How would you create a decorator to measure the execution time of a function?

  • By adding timestamps manually at the beginning and end of the function.
  • By using the @timer decorator.
  • By wrapping the function with timeit module functions.
  • Python does not support measuring execution time with decorators.
You can create a decorator to measure execution time by adding timestamps manually at the start and end of the function, then calculating the time elapsed. This allows you to track how long a function takes to execute.

How would you create an instance of a metaclass in Python?

  • Metaclasses are instantiated automatically when you define a class.
  • Use the create_metaclass_instance() function.
  • Use the metainstance() method.
  • You cannot create an instance of a metaclass.
In Python, you typically do not create instances of metaclasses directly. Metaclasses are instantiated automatically when you create a new class by inheriting from them. Attempting to create an instance of a metaclass directly is not a common practice.

How would you define a class variable that is shared among all instances of a class in Python?

  • As a global variable outside the class
  • As a local variable inside a method
  • Inside the constructor method using self
  • Outside of any method at the class level
In Python, you define a class variable outside of any method, directly within the class, and it is shared among all instances of the class. It is accessible as ClassName.variable_name.

How would you define a function in Python that takes no parameters and has no return statement?

  • def my_function():
  • def my_function(None):
  • def my_function(param1, param2):
  • def my_function(void):
In Python, you define a function using the def keyword, followed by the function name and parentheses, even if it takes no parameters. For a function with no return statement, it implicitly returns None.

How does a metaclass differ from a class in Python?

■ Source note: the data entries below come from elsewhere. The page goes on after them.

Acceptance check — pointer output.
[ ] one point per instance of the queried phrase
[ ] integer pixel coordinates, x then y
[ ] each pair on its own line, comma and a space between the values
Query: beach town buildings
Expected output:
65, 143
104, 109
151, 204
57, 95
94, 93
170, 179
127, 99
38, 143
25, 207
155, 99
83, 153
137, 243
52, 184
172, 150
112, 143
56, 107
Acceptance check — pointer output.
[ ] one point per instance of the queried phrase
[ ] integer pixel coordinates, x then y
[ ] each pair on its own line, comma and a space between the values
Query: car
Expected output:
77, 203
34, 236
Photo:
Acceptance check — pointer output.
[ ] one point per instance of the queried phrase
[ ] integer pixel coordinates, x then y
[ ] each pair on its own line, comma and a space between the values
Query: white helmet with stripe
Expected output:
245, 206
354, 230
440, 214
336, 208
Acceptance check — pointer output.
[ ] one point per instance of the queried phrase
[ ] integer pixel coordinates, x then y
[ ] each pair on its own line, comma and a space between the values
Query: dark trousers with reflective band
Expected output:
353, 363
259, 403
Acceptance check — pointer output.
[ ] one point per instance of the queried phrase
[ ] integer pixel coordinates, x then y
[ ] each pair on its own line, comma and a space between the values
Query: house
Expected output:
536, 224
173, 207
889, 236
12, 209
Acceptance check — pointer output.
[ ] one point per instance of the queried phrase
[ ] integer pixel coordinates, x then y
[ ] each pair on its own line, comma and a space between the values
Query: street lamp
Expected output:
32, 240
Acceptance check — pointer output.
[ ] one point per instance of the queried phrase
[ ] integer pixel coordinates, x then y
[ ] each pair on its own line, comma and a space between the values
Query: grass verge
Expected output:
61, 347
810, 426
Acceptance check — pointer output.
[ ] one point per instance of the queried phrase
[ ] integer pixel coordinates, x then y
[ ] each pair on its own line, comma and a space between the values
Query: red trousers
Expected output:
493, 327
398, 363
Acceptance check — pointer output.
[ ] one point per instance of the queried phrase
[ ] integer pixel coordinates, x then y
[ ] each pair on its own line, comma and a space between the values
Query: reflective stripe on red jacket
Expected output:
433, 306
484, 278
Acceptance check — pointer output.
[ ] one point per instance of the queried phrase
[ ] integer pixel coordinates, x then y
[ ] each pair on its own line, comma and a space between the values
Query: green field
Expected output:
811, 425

  • A class can be instantiated multiple times.
  • A metaclass can be instantiated multiple times.
  • A metaclass defines the structure of a class, while a class defines the structure of an instance.
  • A metaclass is an instance of a class.
In Python, a metaclass is a class for classes. It defines the structure and behavior of classes, while a regular class defines the structure of instances created from it. A metaclass is used to customize class creation and behavior.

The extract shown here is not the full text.